Business

E-cigs’ startups on fire as tobacco companies prepare to buy

E-cigarette startups are on fire this year.

Big tobacco companies are ready to inhale these innovative private companies — and venture capitalists are coughing up big money of their own to get in on the industry themselves.

Last week, Altria — formerly Philip Morris and the owner of the Marlboro brand — threw down about $110 million in cash to take over Green Smoke, an Israel-based e-cigarette company. That’s nearly three times the $40 million that the private company, which launched in 2008, earned in sales last year.

Altria’s acquisition is the first major deal since Lorillard’s acquisition of Blu e-cigarettes for $135 million in 2012. But analysts say others will likely follow suit this year.

Wells Fargo projects that in the next decade, e-cigarette consumption will “eclipse” that of traditional cigarettes. That’s why investors and big tobacco companies alike are zeroing in on e-cigarette companies as the key to bringing the lucrative, yet antiquated, tobacco industry into the digital age.

“What was years ago a cult fad is now more than doubling in sales annually the last three years,” noted Sam Hamadeh, CEO of research company PrivCo.

E-cigarettes are revolutionizing the centuries-old tobacco trade, which has largely depended on continuity. “God forbid you would ever change the recipe to the Marlboros, so there’s no innovation whatsoever,” Hamadeh explains.

According to Andries Verleur, a former venture capitalist who now is the CEO and co-founder of VMR, the parent company of V2 e-cigarettes, “Innovation has driven so many industries.
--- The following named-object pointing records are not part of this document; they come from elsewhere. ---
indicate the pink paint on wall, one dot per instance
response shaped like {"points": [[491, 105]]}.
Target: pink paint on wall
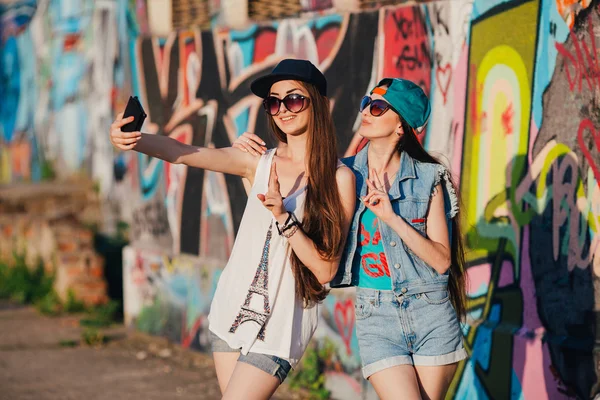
{"points": [[460, 88]]}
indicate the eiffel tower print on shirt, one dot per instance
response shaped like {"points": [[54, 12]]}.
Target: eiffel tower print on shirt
{"points": [[259, 286]]}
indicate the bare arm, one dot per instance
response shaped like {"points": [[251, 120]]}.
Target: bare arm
{"points": [[227, 160], [305, 248], [435, 248]]}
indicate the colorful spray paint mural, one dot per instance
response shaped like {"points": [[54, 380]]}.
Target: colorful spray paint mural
{"points": [[515, 117]]}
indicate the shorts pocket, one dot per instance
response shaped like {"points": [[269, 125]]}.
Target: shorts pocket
{"points": [[437, 297], [363, 308]]}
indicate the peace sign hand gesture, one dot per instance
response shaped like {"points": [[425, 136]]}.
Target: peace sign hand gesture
{"points": [[378, 199], [272, 200]]}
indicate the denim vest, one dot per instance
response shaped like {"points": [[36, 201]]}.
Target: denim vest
{"points": [[410, 193]]}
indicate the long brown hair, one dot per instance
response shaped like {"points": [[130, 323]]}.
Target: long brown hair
{"points": [[323, 215], [457, 281]]}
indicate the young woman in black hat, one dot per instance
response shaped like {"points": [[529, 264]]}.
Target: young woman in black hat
{"points": [[404, 252], [290, 239]]}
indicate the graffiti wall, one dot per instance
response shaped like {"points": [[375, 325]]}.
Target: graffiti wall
{"points": [[515, 116]]}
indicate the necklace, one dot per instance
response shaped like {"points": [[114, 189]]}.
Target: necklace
{"points": [[388, 182]]}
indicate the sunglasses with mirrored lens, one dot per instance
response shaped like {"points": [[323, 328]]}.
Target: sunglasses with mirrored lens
{"points": [[293, 102], [378, 106]]}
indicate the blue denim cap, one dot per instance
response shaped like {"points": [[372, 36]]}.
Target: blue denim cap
{"points": [[407, 99]]}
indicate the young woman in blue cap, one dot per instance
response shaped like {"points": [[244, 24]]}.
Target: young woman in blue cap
{"points": [[404, 252], [290, 239]]}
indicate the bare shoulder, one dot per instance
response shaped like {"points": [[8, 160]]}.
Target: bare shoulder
{"points": [[344, 176], [346, 181]]}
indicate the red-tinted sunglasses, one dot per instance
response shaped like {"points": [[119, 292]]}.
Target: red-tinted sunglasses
{"points": [[378, 106], [294, 102]]}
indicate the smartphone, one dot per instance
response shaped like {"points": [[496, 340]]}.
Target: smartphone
{"points": [[134, 109]]}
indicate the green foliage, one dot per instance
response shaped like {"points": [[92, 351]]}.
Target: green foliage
{"points": [[102, 315], [151, 319], [22, 284], [49, 304], [72, 305], [48, 172], [310, 373], [92, 337]]}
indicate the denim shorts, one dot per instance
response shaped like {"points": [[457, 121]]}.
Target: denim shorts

We’ve taken a product and continue to innovate and make it better and better from a risk-profile perspective.”

NJoy, the leading startup, caught national attention last week with its “Friends Don’t Let Friends Smoke” commercial that aired during the Super Bowl.

“When the first e-cigarette TV ad ran on the Super Bowl last Sunday, that was the day e-cigarettes officially went mainstream,” said Hamadeh.

CVS’ announcement last week that it will stop selling tobacco products will likely result in a domino effect, predicts NJoy CEO Craig Weiss. Other drug chains may soon follow suit, but Weiss believes these companies, which distribute e-cigarettes in-store, will continue to do so, even if they halt the selling of tobacco products.

Walgreens released a carefully worded statement on the subject: “We have been evaluating this product category for some time. … We will continue to evaluate the choice of products our customers want, while also helping to educate them and providing smoking-cessation products and alternatives that help to reduce the demand for tobacco products.”